Obrolan mereka mulai mengalir santai.
Di dapur, Sitty mengerutkan dahi. “Kok kamu ngajak aku ke sini, Popi?”
“Kita bikin minuman, kan?”
“Tamunya buat kamu, bukan Cindy,” celetuk Stella.
Popi tersenyum samar. “Aku tuan rumah, dan kalian juga tamu. Tapi Dandy lagi ngobrol sama Cindy. Hehehe.”
“Popi, Stella tahu kamu suka Dandy,” goda Stella.
“Apalah arti suka. Takdir aja deh yang bawa,” balas Popi pelan.
“Cie, tapi kayaknya Dandy lebih tertarik sama Cindy, deh,” kata Sitty.
“Tenang. Aku bakal bantu kamu,” janji Stella.
"Ahh... Gak usah repot-repot"
---
Di ruang tamu, Dandy tiba-tiba berdiri dan melongok ke pagar.
“Jefta? Kamu gak mampir?” serunya.
Seorang cowok berkaos putih dan jaket hitam menghampiri. “Dandy? Ngapain kamu di sini?” tanya Jefta, lalu matanya menangkap Cindy. “Eh, hai Cindy.”
“Kalian sudah kenalan?” tanya Dandy, heran.
“Baru aja,” jawab Jefta santai, nadanya menggoda.
Masuk tanpa basa-basi langsung duduk di kursi tamu
“Aku ke dapur dulu, yah” ujar Cindy.
“Enggak usah,” Jefta menahan tangan Cindy. “Kamu kenapa sih?
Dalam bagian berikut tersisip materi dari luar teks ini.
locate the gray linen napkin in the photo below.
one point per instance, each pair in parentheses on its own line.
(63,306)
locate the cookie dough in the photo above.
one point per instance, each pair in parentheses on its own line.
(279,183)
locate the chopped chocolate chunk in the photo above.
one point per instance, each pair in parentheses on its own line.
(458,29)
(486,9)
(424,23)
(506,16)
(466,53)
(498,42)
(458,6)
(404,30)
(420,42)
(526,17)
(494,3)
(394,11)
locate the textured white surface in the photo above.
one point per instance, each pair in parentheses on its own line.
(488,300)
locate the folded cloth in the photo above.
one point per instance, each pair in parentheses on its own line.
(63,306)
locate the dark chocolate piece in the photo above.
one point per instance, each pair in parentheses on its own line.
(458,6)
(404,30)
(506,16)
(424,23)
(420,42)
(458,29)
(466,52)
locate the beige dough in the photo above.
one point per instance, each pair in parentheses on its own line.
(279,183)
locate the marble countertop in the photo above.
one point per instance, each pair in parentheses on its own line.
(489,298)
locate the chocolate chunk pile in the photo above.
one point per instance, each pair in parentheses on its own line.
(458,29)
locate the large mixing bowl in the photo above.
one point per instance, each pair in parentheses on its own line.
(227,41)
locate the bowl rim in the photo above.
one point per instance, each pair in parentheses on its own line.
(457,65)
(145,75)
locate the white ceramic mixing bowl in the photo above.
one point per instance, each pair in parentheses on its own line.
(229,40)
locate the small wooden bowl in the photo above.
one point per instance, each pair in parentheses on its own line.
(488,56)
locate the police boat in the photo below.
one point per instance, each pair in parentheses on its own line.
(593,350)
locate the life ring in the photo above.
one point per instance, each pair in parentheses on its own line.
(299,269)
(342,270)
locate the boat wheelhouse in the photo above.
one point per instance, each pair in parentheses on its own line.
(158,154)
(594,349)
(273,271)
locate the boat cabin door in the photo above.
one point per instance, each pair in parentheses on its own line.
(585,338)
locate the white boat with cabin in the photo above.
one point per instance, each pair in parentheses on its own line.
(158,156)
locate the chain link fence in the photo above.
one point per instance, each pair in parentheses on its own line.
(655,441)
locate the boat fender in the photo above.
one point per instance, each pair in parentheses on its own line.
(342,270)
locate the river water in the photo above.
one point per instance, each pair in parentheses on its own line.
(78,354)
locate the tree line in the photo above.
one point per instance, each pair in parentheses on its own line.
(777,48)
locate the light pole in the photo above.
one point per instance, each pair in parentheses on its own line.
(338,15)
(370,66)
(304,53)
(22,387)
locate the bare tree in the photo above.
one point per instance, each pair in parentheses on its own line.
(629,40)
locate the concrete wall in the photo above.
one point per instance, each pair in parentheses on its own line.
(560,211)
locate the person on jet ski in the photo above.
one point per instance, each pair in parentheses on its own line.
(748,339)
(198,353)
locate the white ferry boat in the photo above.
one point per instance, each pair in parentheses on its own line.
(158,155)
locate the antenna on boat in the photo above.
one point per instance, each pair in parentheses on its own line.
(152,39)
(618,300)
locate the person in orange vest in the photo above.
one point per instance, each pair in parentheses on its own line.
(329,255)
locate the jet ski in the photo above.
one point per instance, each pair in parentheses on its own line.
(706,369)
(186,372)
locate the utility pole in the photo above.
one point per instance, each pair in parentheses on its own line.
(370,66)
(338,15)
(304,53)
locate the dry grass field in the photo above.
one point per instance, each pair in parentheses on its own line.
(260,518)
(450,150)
Marah karena kemarin siang? Atau emang sengaja sok jual mahal? Bukannya kita sudah deal mulai dari awal kan?"
“Ya ampun, enak aja. Lepasin dong, aku mau bikin minum.”
Tapi jantung Cindy berdebar aneh. "Kenapa aku gugup begini? Kayak habis sprint keliling lapangan sepuluh kali..." Gumam Cindy dalam hati
Rasanya kayak mau pingsan! Badannya lemas, lututnya hampir gemetar. Ia cuma bisa senyum kikuk, berharap bumi mau menelannya saja.
“Gak usah bikin minum. Aku cuma butuh senyum kamu,” kata Jefta pelan.
“Gila... makin deg-degan aja,” gumam Cindy dalam hati, yang sudah tidak karuan dentumannya.
“Ehem,” Dandy menyela dengan gaya dramatis. “Boleh nggak, romansa kalian pause sebentar? Aku juga masih di sini loh.”
“yang sopan ya,, aku ini atasan kamu loh.” sambil cengar-cengir, matanya berbinar-binar iseng. Jelas banget lagi becanda.
"Di kantor kamu atasan di luar kantor beda cerita" Nyeletuk sambil ketawa lepas. Kebetulan mereka se angkatan di SMA
“Dandy, kamu masuk tim mana?” tanya Jefta.
“kreatif tim 1”
“ketua tim 2 siap menjaga rekan tim yang paling cantik.” dengan nada yang ringan dan disertai senyum ala devil
“Maksud kamu... Cindy?” tanya Dandy geli.
“Iya, siapa lagi yang cantik kalau bukan Cindy” kata Jefta santai ke Cindy.
“Cie cie drama kantor mulai,” celetuk Dandy.
“Berhentilah menggoda” kata Cindy, wajahnya mulai merah.
“Tapi aku mau ada di dekatmu,” ujar Jefta lembut.
Cindy menunduk, bingung sendiri dengan degup jantungnya.
“Bro, cara kamu agak menyeramkan. Ganti strategi, deh,” saran Dandy.
“Harusnya belajar dari Dandy ya?” Jefta tertawa.
“Udah ah, aku ke dapur dulu,” ujar Cindy,
tapi lagi-lagi Jefta menahan tangannya.
“Tangan kamu dingin banget. Gugup, ya?”
Cindy hanya diam. Duduk kembali.
“Hei! Ada apa ini? Ayo makan pisang goreng!” suara Popi menyelamatkan suasana.
---
Sore itu diisi tawa, candaan, dan kehangatan yang anehnya terasa nyaman. Kontrakan kecil Popi berubah jadi panggung cerita baru. Cerita yang belum mereka tahu, akan melibatkan perasaan yang tak terduga.
Dan di antara aroma pisang goreng dan gelas teh manis hangat, tiga hati diam-diam mulai saling mendekat.